As part of South to South learning, Uganda has also shared with over 20 countries how the mobile and internet technologies can be used to improve delivery of real time birth registration services to all children, including those in hard to reach areas. Uganda will continue to share knowledge and experiences in the region and beyond, providing increased opportunities for effective registration services using innovative methods to millions of children.
Through this initiative, which is currently functional in all 135 government and missionary hospitals and in only 58 of the 112 district local governments, the percentage of birth registration in Uganda, has increased from 30% in 2011 to an estimated 60% by the end of December 2014. This estimated 30% increase in three years is a big improvement considering that national birth registration rates for under 5s increased by only 9 percent points over a 5 year period from 21% in 2006 (UDHS 2006) to 30% in 2011 (UDHS 2011).
Therefore scaling up the use of Mobile VRS in the remaining 54 local governments and introducing it to the approximately 200 Health center IVs which were gazetted as birth registration districts at the end of 2014, would provide a significant opportunity to increase the birth registration rates for all children including the under 5s, for a target of at least 90% registration has been set in the GOU-UNICEF Country Programme results of 2016 to 2020.
The design of the Mobile VRS system emphasizes cost effectiveness and long term sustainability. By building a system that leverages very high ownership rates of the most basic mobile phone handsets by designated “Notifiers,” initial investments significantly decreased and concerns about the replacement of old, lost or stolen phones are significantly decreased.
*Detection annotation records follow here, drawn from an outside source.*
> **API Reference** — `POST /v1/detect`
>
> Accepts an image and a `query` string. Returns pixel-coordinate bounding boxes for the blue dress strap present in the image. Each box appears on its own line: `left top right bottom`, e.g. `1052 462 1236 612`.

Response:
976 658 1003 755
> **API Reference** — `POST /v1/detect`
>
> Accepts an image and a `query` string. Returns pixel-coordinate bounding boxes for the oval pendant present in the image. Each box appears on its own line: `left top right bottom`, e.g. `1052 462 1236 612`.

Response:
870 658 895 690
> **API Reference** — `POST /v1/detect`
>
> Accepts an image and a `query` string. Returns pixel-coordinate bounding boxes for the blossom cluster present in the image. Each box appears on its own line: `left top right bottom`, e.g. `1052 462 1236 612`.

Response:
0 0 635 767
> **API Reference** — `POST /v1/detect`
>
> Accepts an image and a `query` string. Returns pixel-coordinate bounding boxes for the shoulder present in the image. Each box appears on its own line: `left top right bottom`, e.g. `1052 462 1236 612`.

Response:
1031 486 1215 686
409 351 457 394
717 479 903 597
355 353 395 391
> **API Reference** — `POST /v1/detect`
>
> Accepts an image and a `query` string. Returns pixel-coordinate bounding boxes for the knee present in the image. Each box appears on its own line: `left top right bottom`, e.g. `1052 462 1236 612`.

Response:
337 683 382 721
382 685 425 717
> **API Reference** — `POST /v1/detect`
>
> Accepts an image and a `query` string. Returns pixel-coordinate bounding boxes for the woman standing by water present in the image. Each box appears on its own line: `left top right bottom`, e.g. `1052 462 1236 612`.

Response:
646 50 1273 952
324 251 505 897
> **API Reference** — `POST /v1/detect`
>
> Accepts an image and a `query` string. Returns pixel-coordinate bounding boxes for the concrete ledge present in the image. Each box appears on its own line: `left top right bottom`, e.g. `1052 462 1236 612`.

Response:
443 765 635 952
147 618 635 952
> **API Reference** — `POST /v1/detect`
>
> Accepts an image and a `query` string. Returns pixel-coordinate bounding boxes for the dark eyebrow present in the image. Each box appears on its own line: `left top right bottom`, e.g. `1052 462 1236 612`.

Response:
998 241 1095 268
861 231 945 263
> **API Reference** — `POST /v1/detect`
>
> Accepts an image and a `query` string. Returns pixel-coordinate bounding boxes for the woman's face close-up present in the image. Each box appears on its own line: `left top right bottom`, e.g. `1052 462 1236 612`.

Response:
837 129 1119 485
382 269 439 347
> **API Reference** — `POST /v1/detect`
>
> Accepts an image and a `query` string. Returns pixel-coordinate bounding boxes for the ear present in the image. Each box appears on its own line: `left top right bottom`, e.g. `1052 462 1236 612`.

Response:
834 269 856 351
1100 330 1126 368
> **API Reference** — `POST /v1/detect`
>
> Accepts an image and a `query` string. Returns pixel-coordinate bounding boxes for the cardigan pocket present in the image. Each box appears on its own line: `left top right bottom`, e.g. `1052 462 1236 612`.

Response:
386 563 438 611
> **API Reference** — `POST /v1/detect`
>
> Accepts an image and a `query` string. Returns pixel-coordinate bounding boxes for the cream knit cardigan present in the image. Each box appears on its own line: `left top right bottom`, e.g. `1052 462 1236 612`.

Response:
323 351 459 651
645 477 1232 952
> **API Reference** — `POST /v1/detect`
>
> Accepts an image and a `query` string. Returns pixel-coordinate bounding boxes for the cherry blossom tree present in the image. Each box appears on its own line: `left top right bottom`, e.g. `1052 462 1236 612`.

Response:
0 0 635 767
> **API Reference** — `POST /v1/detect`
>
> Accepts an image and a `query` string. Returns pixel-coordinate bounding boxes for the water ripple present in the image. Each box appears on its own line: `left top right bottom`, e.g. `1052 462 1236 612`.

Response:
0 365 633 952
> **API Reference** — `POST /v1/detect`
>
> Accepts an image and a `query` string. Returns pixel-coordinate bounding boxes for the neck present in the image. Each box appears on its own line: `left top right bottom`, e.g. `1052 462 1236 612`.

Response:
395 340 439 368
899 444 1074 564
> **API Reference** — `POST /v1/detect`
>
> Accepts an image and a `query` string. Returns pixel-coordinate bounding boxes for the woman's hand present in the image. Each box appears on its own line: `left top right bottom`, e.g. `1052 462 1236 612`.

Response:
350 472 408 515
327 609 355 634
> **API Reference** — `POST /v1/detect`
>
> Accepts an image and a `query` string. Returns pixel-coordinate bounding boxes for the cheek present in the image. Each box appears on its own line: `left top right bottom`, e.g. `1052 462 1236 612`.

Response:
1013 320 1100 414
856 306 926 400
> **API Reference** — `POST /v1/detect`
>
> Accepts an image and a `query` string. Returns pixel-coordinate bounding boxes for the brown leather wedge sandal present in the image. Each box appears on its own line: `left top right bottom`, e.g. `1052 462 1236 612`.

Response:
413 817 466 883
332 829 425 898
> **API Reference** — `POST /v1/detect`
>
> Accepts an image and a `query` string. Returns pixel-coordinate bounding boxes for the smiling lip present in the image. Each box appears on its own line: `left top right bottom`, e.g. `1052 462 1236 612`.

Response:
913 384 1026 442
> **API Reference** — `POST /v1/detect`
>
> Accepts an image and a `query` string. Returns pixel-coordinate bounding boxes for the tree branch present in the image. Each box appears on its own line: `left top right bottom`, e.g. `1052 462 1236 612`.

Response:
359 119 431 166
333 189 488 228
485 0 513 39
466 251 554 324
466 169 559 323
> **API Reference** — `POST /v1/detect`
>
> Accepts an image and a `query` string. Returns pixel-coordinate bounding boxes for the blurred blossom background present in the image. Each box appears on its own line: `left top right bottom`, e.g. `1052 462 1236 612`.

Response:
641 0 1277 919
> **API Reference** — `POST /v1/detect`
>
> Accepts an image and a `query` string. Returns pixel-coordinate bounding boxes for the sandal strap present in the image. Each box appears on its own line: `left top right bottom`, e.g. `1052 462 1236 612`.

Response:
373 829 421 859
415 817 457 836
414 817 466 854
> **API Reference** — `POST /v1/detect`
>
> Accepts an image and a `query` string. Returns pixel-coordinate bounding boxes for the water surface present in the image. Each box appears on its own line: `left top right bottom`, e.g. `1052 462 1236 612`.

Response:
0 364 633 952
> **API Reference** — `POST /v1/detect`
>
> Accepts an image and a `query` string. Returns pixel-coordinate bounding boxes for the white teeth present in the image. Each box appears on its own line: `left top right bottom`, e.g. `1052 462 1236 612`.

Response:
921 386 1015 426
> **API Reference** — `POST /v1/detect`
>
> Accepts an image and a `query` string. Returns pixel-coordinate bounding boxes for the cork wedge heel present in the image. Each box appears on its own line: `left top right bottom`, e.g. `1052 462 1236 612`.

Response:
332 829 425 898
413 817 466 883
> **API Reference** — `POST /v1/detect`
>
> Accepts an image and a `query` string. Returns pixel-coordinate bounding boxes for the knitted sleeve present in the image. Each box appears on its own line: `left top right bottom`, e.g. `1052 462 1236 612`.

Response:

UNICEF also supported URSB to acquire a single USSD code number 280 for Mobile VRS, which enables notifiers across different telecommunication networks (MTN, Uganda Telecom and Airtel) to use the same code over their respective sim-cards thereby cutting out the need to purchase and distribute mobile phones to notifiers.
The initial costs of setting up this system (hardware and software development, training, and initial system monitoring) is where the bulk of the investment lies. Recurrent, or ongoing costs, should be quite modest compared to the results achieved. The recurrent per transaction costs of capturing, digitizing and transferring the birth registration records is estimated at about only US$0.5 for every birth or death entered into the system.
The budget estimate is based on observed investment costs while supporting strengthening of the capacities of registrars in 58 districts and 135 hospitals that are already using Mobile VRS to register births. This budget will over technical support to government on birth registration, capacity development for staff and procurement and distribution of ICT equipment (Computer, printer, internet modem, data) to the remaining 54 districts and over 200 Health Center IVs to which Mobile VRS will be introduced, overall system strengthening, travel and administrative costs.
Funds from UNICEF core resources will be used to support policy development and legislative reforms, social mobilization for improved public awareness about the importance of birth registration, advocacy work with parliamentarians for increased government funding, as well as contribute to building and strengthening the capacity of URSB to plan, coordinate and give oversight to the entire national birth and death registration exercise.